For years now we have had a very bland, lacklustre offering served up each season as carnival racing and while I don’t wish to offend the connections of some very good horses, Takeover Target aside, it’s been less than inspiring.
There was a glimmer of excitement when Miss Andretti and Gold Edition went to head to head in a couple of races in the Melbourne spring of 2007, but outside of that ... boring!
Where were the stars?
When Lonhro and Northerly retired in 2004 they took all the glamour and excitement out of racing with them.
An equine Adonis, Lonhro had the suave, sophisticated, charismatic charm of a George Clooney, while Northerly had the toughness and street smarts of the WA brawler he assuredly was … and then we had Sunline!
From the moment I first laid eyes on her at Randwick when she stepped out for the Furious Stakes in 1998 she had me ... she had me at hello!
Feisty, powerful and domineering, this Kiwi phenomenon was excitement on four legs!
Since their departure, racing has slipped into a malaise of more of the same with talented horses packed off to stud all too soon and other good horses winning the big ones, but failing to ignite any real passion with the dwindling race day crowds.
That has all changed this spring as we now have a cast of larger than life characters straight from a Hollywood movie ... Shrek!
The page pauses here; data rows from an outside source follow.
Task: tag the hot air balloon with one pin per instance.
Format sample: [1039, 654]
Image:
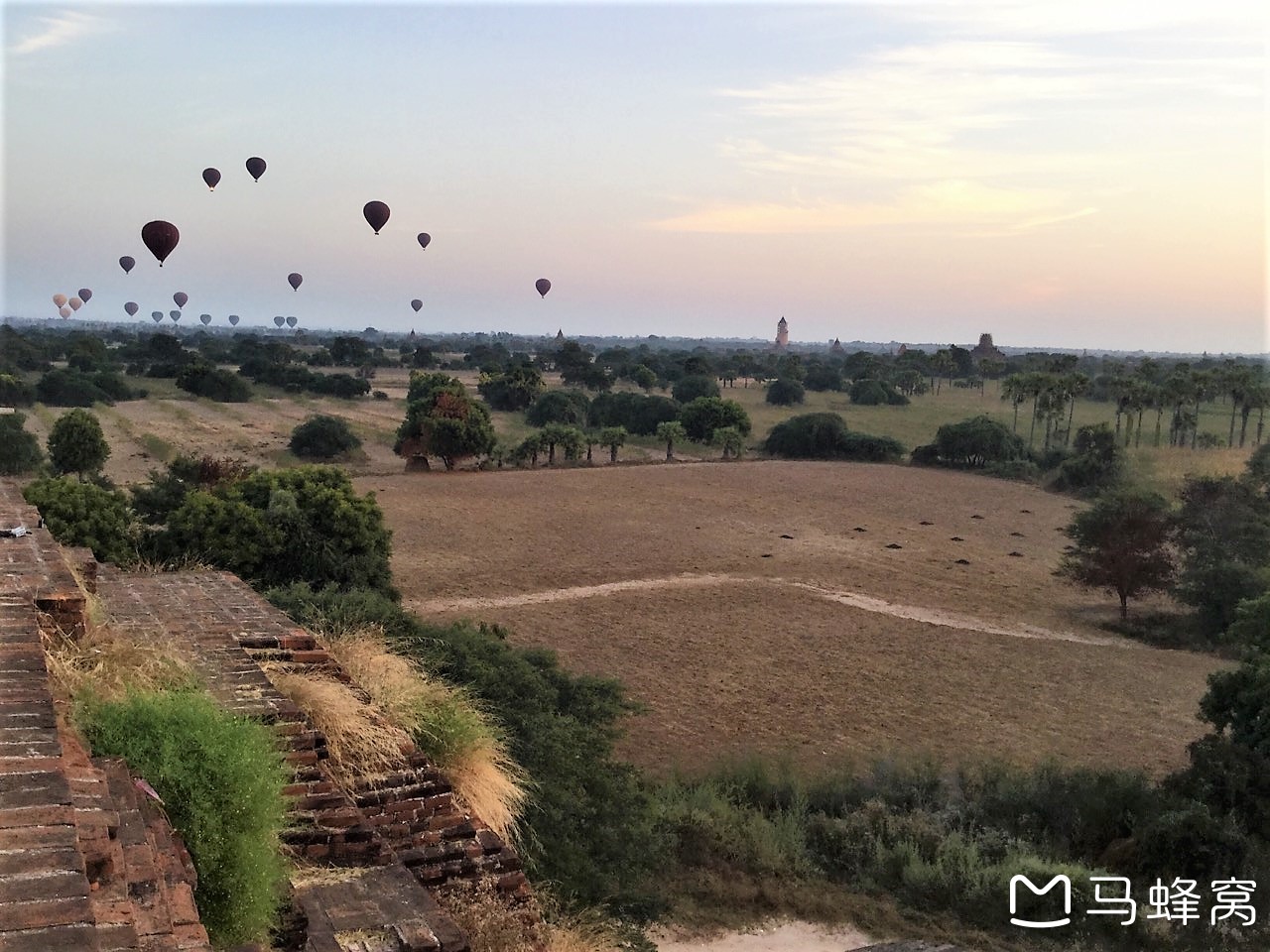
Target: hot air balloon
[376, 214]
[160, 238]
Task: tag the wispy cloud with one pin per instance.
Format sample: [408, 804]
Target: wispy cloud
[59, 31]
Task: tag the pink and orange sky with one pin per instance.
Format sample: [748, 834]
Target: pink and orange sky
[1076, 175]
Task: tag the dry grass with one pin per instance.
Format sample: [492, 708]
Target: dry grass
[444, 722]
[362, 742]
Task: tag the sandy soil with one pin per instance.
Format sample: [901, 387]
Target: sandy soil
[825, 645]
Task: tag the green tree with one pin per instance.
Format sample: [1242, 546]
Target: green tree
[612, 436]
[1121, 543]
[322, 438]
[19, 451]
[76, 444]
[85, 515]
[671, 431]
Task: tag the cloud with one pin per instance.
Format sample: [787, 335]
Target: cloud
[59, 31]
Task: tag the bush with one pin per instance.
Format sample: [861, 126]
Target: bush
[826, 436]
[875, 393]
[322, 438]
[203, 380]
[785, 393]
[567, 407]
[84, 515]
[221, 779]
[76, 443]
[705, 416]
[19, 451]
[695, 385]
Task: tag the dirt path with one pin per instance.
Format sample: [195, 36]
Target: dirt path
[855, 599]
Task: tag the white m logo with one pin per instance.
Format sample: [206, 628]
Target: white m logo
[1028, 923]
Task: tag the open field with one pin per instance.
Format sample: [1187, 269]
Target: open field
[824, 645]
In the title role we have Shrek himself, the lovable ogre – Hay List (by STATUE OF LIBERTY).
A giant of a horse that has won 11 of 13, I feel privileged to have been at Moonee Valley last Friday night to watch this hulking athlete win his first Group One for ‘battling’ trainer John McNair and his owners the Davenport family.
Sitting at a table that included the connections of the great Manikato, owner Mal Seccull and jockey Gary Willetts, I couldn’t help but wonder if Hay List might be able to channel some of the great horse’s spirit and bring that much needed magic back to racing.
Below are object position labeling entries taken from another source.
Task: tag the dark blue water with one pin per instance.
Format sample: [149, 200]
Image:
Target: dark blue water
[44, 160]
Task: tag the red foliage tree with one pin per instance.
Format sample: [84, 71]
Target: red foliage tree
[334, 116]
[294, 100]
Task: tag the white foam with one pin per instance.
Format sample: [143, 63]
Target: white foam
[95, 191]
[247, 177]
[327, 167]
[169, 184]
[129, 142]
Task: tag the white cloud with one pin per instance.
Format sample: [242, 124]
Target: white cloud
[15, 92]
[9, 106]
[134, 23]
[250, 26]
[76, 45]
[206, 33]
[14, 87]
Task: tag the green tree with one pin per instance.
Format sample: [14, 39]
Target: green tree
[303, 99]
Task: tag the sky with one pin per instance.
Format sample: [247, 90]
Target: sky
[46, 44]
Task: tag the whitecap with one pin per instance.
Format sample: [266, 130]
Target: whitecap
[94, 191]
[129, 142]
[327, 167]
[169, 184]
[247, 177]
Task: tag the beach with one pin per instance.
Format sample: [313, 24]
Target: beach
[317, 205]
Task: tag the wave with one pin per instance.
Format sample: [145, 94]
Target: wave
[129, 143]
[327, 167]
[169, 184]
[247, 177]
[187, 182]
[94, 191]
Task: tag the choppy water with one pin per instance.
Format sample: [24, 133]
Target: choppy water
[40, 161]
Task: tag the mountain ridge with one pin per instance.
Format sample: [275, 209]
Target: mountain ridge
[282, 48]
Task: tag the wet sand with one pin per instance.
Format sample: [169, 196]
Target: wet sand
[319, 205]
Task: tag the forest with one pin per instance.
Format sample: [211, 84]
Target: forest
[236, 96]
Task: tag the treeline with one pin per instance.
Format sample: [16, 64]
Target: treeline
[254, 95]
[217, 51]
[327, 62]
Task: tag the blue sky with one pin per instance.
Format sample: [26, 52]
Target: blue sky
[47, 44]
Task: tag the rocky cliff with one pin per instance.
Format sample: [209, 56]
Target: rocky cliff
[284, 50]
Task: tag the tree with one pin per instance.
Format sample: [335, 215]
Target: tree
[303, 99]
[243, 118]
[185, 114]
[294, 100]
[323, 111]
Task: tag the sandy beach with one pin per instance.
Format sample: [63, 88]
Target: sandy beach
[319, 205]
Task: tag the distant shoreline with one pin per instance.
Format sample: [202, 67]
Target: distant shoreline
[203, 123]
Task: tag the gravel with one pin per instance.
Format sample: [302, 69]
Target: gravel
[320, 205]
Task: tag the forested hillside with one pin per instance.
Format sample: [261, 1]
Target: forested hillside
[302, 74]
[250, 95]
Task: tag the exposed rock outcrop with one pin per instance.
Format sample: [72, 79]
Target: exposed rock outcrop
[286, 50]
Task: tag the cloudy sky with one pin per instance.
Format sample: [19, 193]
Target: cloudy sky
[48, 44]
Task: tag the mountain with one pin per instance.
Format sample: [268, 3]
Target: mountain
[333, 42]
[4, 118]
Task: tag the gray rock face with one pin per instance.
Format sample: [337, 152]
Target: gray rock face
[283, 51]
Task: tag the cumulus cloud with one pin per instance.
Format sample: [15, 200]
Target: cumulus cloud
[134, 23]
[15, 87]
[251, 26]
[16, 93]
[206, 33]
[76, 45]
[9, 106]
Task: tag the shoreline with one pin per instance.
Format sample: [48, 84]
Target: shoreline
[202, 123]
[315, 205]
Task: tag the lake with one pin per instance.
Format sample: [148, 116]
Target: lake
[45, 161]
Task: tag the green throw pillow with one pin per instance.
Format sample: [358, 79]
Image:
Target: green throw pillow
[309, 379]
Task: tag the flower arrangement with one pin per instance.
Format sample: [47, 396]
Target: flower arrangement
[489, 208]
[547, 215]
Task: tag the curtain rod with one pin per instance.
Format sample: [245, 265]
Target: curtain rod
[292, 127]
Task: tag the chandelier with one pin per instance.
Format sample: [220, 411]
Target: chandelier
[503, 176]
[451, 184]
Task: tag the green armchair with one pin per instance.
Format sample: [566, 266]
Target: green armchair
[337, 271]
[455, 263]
If we have a Shrek we have to have a Princess Fiona and that is undoubtedly More Joyous, a blue-blooded princess with a feisty edge if ever there was one.
Trained by Australia’s first lady of racing Gai Waterhouse for one of most popular owners in the land in John Singleton, More Joyous has won nine of 12 and her last seven in a row.
A somewhat fragile conveyance earlier in her career with a freakishly brilliant turn of foot, four year-old More Joyous has blossomed this preparation and what we are seeing now is the tip of the iceberg in terms of what this mare can achieve if allowed to race on, which she assuredly will as this is one owner in no hurry to rush off to stud.
Standing over all of them is Prince Charming, the Bart Cummings trained entire So You Think.
With five wins and two seconds from just eight starts, So You Think is only just starting to hit his straps.
He won the Cox Plate last spring as a boy at his fifth start and is back this time as a man, his appearances this preparation nothing short of breathtaking as he marches towards a second Cox Plate and possible tilt at the Melbourne Cup.
The trainer Bart Cummings and owner Dato Tan Chin Nam aren’t frightened to run them so let’s hope we see a lot more from a horse that is one of the most drop dead beautiful thoroughbreds you will ever see.
And speaking of beautiful there is another character to this cast of equine stars, albeit not from this movie.
Tall, statuesque and darkly dangerous is the Angelina Jolie of the horse world, Hot Danish.
A seven year-old mare trained by Les Bridge, Hot Danish is the punters favourite in Sydney with 16 wins from 25 starts and $2million in prizemoney.
She gets the crowd on their feet and has never gone better, her sire Nothin’ Leica Dane a key player from another glorious era of racing ... that of the The Fantastic Four.
In the autumn of 1996, Sydney racegoers were witness to a series of epic battles featuring Octagonal, Saintly, Nothin’ Leica Dane and Filante.
This was gladiatorial stuff, gut wrenching, spine tingling, genuinely exciting racing that took the sport we love to a wider audience.
That wider audience is about to be re-captured, bring it on!